BofA Merrill Lynch said healthy U.S. economic growth boded well for U.S. employment, wages and housing in 2015.
It expected core inflation to remain steady, and noted that with the new year about to begin, confidence was high, oil prices low, the dollar strong and Washington relatively calm.
BofA Merrill Lynch said its research team’s sentiment had shifted from extremely bullish to slightly so as stocks approached fair value.
It expected the U.S. Federal Reserve to begin hiking interest rates, probably starting in September, and said investors could anticipate three key changes: lower liquidity, wider credit spreads and higher volatility.
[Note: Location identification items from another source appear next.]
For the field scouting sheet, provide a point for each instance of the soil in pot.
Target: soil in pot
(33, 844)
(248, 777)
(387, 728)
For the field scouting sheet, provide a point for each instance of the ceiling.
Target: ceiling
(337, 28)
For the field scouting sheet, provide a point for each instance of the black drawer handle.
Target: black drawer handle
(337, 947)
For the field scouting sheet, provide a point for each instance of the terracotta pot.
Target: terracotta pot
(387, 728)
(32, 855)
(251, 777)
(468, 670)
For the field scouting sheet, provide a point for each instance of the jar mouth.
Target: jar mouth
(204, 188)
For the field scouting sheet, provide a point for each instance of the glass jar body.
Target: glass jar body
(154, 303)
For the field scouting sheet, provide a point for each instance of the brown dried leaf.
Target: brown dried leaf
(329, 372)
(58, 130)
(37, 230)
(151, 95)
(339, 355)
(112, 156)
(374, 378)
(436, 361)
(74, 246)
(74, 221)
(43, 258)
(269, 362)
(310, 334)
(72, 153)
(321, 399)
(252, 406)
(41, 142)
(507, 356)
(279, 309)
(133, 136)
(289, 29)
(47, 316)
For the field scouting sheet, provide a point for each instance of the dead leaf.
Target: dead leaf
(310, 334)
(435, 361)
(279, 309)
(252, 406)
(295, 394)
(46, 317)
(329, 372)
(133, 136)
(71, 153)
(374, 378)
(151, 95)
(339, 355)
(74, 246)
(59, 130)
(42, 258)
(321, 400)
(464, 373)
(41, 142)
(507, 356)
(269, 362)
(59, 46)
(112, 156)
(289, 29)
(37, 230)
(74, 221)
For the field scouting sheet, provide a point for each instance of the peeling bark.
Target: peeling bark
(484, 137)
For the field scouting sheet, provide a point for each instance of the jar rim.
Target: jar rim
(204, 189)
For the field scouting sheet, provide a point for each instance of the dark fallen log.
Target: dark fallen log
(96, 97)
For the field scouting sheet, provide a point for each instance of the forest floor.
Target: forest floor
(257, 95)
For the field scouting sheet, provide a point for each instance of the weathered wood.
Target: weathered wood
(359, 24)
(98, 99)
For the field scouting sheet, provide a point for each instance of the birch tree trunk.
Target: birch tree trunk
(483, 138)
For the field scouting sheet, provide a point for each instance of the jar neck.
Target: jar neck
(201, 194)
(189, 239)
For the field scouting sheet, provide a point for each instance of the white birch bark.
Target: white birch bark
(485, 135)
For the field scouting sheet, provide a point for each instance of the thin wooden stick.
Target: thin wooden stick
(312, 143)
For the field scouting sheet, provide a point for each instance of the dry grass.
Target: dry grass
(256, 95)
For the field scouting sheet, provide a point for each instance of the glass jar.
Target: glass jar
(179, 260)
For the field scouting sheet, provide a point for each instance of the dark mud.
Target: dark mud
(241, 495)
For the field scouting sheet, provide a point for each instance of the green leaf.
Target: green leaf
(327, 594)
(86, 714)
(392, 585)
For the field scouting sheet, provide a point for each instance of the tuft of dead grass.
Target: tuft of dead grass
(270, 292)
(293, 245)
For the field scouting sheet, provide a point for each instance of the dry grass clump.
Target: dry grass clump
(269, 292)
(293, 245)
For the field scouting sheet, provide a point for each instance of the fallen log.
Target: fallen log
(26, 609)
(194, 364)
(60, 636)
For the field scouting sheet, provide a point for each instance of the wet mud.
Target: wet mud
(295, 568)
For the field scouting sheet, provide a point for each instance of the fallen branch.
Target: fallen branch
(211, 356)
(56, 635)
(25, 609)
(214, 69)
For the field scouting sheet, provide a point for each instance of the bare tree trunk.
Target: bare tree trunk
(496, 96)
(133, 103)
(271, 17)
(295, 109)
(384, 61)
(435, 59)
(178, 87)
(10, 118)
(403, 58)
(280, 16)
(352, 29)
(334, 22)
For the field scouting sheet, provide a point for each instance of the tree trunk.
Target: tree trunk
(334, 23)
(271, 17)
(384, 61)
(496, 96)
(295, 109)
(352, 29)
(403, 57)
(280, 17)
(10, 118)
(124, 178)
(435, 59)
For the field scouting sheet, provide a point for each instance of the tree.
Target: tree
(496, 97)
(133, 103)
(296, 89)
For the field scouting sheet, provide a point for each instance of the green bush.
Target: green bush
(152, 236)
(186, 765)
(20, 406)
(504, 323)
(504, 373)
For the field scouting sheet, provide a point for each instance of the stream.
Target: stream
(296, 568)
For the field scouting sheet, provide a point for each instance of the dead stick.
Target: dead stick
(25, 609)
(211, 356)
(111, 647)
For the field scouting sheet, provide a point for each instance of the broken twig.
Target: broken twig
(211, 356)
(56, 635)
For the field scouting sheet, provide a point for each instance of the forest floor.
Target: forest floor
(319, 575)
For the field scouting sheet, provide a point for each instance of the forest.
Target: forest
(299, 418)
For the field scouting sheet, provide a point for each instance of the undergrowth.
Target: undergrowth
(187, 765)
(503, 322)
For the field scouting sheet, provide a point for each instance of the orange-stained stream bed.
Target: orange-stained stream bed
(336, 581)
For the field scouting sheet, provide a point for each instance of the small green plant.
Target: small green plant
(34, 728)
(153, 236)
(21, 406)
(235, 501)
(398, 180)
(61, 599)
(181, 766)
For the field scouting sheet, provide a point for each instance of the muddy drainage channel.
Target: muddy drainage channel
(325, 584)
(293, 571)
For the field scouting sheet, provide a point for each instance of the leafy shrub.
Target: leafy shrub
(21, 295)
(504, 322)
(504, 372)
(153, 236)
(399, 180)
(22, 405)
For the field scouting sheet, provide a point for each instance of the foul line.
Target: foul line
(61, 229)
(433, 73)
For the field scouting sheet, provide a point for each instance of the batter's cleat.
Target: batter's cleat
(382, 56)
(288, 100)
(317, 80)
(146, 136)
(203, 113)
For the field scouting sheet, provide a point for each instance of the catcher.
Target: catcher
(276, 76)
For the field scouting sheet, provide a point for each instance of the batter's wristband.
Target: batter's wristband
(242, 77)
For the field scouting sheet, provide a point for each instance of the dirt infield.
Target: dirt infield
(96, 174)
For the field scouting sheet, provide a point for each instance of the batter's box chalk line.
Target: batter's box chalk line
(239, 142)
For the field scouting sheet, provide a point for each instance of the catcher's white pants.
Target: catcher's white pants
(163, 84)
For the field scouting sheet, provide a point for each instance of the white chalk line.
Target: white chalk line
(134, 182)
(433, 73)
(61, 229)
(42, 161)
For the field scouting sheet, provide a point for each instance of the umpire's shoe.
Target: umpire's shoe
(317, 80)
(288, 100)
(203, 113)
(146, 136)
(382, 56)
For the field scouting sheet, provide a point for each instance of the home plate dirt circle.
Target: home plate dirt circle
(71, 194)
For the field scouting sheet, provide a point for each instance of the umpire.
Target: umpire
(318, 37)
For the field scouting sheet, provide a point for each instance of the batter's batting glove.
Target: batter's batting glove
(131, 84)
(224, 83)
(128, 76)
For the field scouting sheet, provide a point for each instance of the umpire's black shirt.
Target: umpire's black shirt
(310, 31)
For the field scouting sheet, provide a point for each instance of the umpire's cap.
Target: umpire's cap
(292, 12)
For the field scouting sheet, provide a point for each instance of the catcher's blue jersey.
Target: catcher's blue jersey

Following are 10 macro calls the BofA Merrill Lynch Global Research team made in its outlook for the year ahead.
1. S&P 500 Index at 2200
Although BofA Merrill Lynch believes that the era of excess returns and excessively low volatility is in the past, it expects the secular bull market in stocks to continue. It says expected gains in the year ahead imply a price return of approximately 6%, in line with an anticipated modest deceleration in earnings growth.
2. U.S. and Global Economic Growth
BofA Merrill Lynch expects the U.S. economy to continue to grow next year on the strength of nearly recovered household and corporate balance sheets and more stable federal, state and local fiscal policy. In 2015, it projects U.S. GDP growth of 3.3%, global real GDP growth of 3.7% (up from 3.2% in 2014) and Euro area GDP growth of 1.2%.
3. Emerging Markets
According to the outlook, stronger U.S. growth, lower energy prices and cyclical rebounds in several big economies such as India and Brazil should push economic growth in emerging markets to 4.5% next year, up from 4.2% in 2014 but below the consensus call of 4.8%.
4. Inflation, Disinflation and Deflation
Low inflation is driving policies in every country. The outlook expects U.S. core inflation to remain well below the Fed’s 2% target at about 1.5%.